1. AKP, yurt içinde, toplumun ezici çoğunluğunun siyasi tercihi olan “milliyetçi-muhafazakâr” dip akıntısı üzerine oturmuştur. Partilerinin rotasını, aynı dip akıntısı üzerine oturtan Adnan Menderes, Süleyman Demirel ve Turgut Özal da kendi dönemlerinde fazlaca zorlanmadan siyasette kısa zamanda çok yol alabilmiş ve yıldız politikacı olabilmişlerdir. Türkiye’nin gerçeği budur.
2. Yurt dışında ise AKP kendini, “ılımlı ve uyumlu İslamcı”, liberal, AB taraflısı, Kıbrıs’ta Rumlara ve yurt içinde Kürtlere taviz verecek tek parti olarak takdim etmiştir. Bu da AKP gemisine, Batı’dan esen kuvvetli demokrasi rüzgârını arkadan alıp yelkenlerini şişirme imkânı sağlamıştır. Hiçbir zaman yurt içinde doğru dip akıntısı üzerine oturmayan CHP bile, 1970’lerde Batı’dan esen “sosyalist” rüzgârlar sayesinde birinci parti olmuştu. Çünkü Bülent Ecevit piyasaları doğru okumuş ve CHP’yi “Ortanın Solu” olarak konumlandırmıştı.
* * *
Erdoğan’ın AKP’yi, üçüncü dönem iktidara bu kadar güçlü taşımasının geri planında, dünyadaki ekonomik konjonktür vardır. ABD’den kaynaklanan bol ve ucuz dolarlar ile Çin’den gelen ucuz sanayi malları sayesinde fiziki kalkınmada dünyada birçok ülkede adeta mucizeler yaratılmıştır. Başta Latin Amerika ülkeleri olmak üzere Türkiye gibi orta gelişmişlik düzeyindeki ülkeler hem büyümüş, hem enflasyonlarını düşürmüştür.
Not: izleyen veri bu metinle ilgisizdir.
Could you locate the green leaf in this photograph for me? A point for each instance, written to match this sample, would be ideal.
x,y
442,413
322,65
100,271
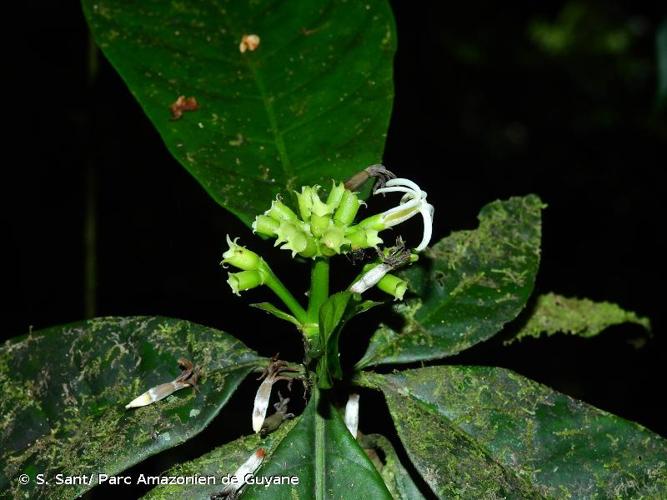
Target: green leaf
x,y
271,309
472,283
582,317
332,319
396,477
221,462
334,314
311,103
479,432
64,391
322,453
Üstelik günün sonunda devalüasyon krizi denilen tuzağa düşmemiştir.
* * *
Ancak bu mutlu tablonun sürmesi garanti değildir. Devalüasyona otomatik çözüm yoktur. Bu tehlikeden kaçınmak için öncelikle cari açık küçülmelidir.
Son Söz: Ekonomik başarı, siyasi başarıyı belirler.